Le nouveau Premier ministre, José Horta, prix Nobel de la paix, tout comme le charismatique Président Xanana Gusmao, s'ils sont eux aussi des héros de l'indépendance, ne sont pas membres du "Freitilin" et surtout, peut-être pour cette raison, sont considérés comme beaucoup plus proches des Australiens.
Comme dans tous les pays "en développement", le Parlement est l'institution la plus faible du trio, ne disposant pas de personnel qualifié. Il lui est difficile de jouer son rôle de contrôle de l'exécutif, d'autant que la plupart des ministres ne sont pas parlementaires.
La Constitution manque peut-être d'un peu de clarté sur les pouvoirs respectifs du Président, du Gouvernement et de l'Assemblée, mais une bonne Constitution n'est-elle pas justement celle qui est assez floue pour permettre une certaine souplesse d'adaptation ?
De nouvelles élections (pour la première fois non organisées par l'ONU), présidentielle et législatives, sont prévues pour le printemps 2007.
L'opposition demande la mise en place d'une "commission électorale indépendante".
Le Premier ministre demande l'aide européenne (en matériel plus qu'en argent) et l'envoi de missions internationales d'observation.
Une des questions est de savoir si le "Freitilin" va exploser en plusieurs partis.
Une nouvelle loi électorale est en préparation.
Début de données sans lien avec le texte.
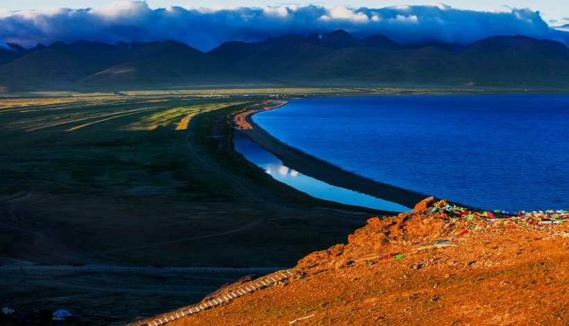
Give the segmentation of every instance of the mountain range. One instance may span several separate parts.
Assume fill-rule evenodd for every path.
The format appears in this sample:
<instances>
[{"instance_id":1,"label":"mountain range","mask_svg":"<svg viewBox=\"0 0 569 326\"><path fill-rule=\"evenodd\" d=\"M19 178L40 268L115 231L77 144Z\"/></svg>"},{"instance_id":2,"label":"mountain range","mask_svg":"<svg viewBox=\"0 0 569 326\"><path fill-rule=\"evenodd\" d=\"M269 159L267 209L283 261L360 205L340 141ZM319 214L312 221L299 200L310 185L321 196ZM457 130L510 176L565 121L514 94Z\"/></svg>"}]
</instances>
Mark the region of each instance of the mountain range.
<instances>
[{"instance_id":1,"label":"mountain range","mask_svg":"<svg viewBox=\"0 0 569 326\"><path fill-rule=\"evenodd\" d=\"M129 88L250 81L565 87L569 48L523 35L468 46L409 45L343 30L263 42L228 42L203 53L175 41L56 42L0 48L0 89Z\"/></svg>"}]
</instances>

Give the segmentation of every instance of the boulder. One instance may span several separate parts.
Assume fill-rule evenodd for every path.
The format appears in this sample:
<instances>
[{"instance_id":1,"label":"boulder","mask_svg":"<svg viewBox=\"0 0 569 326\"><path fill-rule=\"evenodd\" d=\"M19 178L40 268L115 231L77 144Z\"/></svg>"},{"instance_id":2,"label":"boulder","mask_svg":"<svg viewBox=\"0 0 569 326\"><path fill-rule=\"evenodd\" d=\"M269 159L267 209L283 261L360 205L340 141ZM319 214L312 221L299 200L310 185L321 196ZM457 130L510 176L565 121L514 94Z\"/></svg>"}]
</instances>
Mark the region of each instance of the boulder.
<instances>
[{"instance_id":1,"label":"boulder","mask_svg":"<svg viewBox=\"0 0 569 326\"><path fill-rule=\"evenodd\" d=\"M415 205L415 208L413 209L413 211L416 213L427 212L433 207L435 203L436 203L436 199L433 196L425 198Z\"/></svg>"}]
</instances>

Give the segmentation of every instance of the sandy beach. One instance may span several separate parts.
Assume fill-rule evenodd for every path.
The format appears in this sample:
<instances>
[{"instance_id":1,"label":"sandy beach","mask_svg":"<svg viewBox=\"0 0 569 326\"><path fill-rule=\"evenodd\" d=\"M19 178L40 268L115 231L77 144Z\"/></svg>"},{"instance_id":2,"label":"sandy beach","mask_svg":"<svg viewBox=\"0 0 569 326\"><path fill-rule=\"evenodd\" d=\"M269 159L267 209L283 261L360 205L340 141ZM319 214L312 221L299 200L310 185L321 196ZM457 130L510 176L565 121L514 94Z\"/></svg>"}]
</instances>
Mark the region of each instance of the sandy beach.
<instances>
[{"instance_id":1,"label":"sandy beach","mask_svg":"<svg viewBox=\"0 0 569 326\"><path fill-rule=\"evenodd\" d=\"M280 108L279 105L269 110ZM240 115L247 128L236 129L246 135L261 147L270 152L287 166L330 185L366 194L412 208L427 195L405 190L390 185L371 180L346 171L335 165L291 147L275 139L253 121L253 116L267 108L253 108L251 113Z\"/></svg>"}]
</instances>

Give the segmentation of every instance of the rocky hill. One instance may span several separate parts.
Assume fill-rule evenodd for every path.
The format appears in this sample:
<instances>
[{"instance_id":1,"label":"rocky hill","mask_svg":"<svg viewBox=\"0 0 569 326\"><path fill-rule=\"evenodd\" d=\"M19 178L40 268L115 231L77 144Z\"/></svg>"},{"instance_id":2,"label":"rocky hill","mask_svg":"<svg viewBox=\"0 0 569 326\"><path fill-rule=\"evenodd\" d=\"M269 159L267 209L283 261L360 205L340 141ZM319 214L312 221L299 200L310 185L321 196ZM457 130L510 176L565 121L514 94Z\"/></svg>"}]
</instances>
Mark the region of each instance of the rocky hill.
<instances>
[{"instance_id":1,"label":"rocky hill","mask_svg":"<svg viewBox=\"0 0 569 326\"><path fill-rule=\"evenodd\" d=\"M182 316L182 308L145 323L567 325L568 218L427 200L412 212L371 218L347 243L307 256L265 279L266 287L239 290L263 279L244 280L212 296L232 300L208 298L200 312Z\"/></svg>"},{"instance_id":2,"label":"rocky hill","mask_svg":"<svg viewBox=\"0 0 569 326\"><path fill-rule=\"evenodd\" d=\"M0 48L0 89L173 87L249 80L566 87L569 49L550 40L495 36L464 46L357 40L339 30L307 37L230 42L203 53L182 43L60 42ZM221 81L221 83L220 83Z\"/></svg>"}]
</instances>

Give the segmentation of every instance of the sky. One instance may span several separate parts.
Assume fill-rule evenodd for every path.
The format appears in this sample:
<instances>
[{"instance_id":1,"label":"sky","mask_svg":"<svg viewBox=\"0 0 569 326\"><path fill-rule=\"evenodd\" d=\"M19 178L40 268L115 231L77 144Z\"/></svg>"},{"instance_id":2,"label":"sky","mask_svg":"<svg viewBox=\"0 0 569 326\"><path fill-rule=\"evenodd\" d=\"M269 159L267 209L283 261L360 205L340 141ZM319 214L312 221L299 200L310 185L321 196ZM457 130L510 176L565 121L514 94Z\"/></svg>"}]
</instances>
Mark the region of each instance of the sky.
<instances>
[{"instance_id":1,"label":"sky","mask_svg":"<svg viewBox=\"0 0 569 326\"><path fill-rule=\"evenodd\" d=\"M70 8L73 9L97 8L110 2L109 0L0 0L0 8L9 10L49 9L53 8ZM280 6L288 4L300 6L315 4L325 6L341 6L350 8L384 8L393 6L419 6L428 3L429 0L321 0L319 1L293 1L286 0L147 0L151 8L166 8L169 6L180 7L244 6L260 7ZM565 0L446 0L440 1L458 9L478 11L495 11L504 6L510 8L528 8L539 11L543 19L552 26L569 24L569 1ZM567 19L563 20L563 19Z\"/></svg>"},{"instance_id":2,"label":"sky","mask_svg":"<svg viewBox=\"0 0 569 326\"><path fill-rule=\"evenodd\" d=\"M569 46L569 28L552 28L569 24L569 1L507 1L0 0L0 46L174 40L209 51L226 41L339 28L359 38L384 34L403 44L466 45L522 34Z\"/></svg>"}]
</instances>

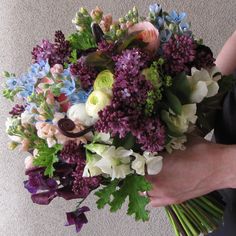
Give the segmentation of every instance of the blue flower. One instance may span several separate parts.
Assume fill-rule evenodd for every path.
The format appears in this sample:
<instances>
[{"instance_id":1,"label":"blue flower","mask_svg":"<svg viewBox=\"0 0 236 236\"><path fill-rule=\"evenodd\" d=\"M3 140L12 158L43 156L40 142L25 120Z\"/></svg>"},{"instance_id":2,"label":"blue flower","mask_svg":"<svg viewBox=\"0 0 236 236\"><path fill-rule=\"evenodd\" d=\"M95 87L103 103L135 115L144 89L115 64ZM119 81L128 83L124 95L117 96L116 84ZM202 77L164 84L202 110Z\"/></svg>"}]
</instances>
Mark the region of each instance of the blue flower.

L'opposition n'apprécie pas la proposition de mettre une barre à 5% des suffrages pour avoir des élus. (Ce "couperet" existe en France afin d'éviter l'éparpillement des forces politiques).
Actuellement, dix partis, généralement minuscules, sont représentés au Parlement timorais.
Il ne faut pas attendre des élections la solution aux problèmes politiques, encore moins aux problèmes sociaux.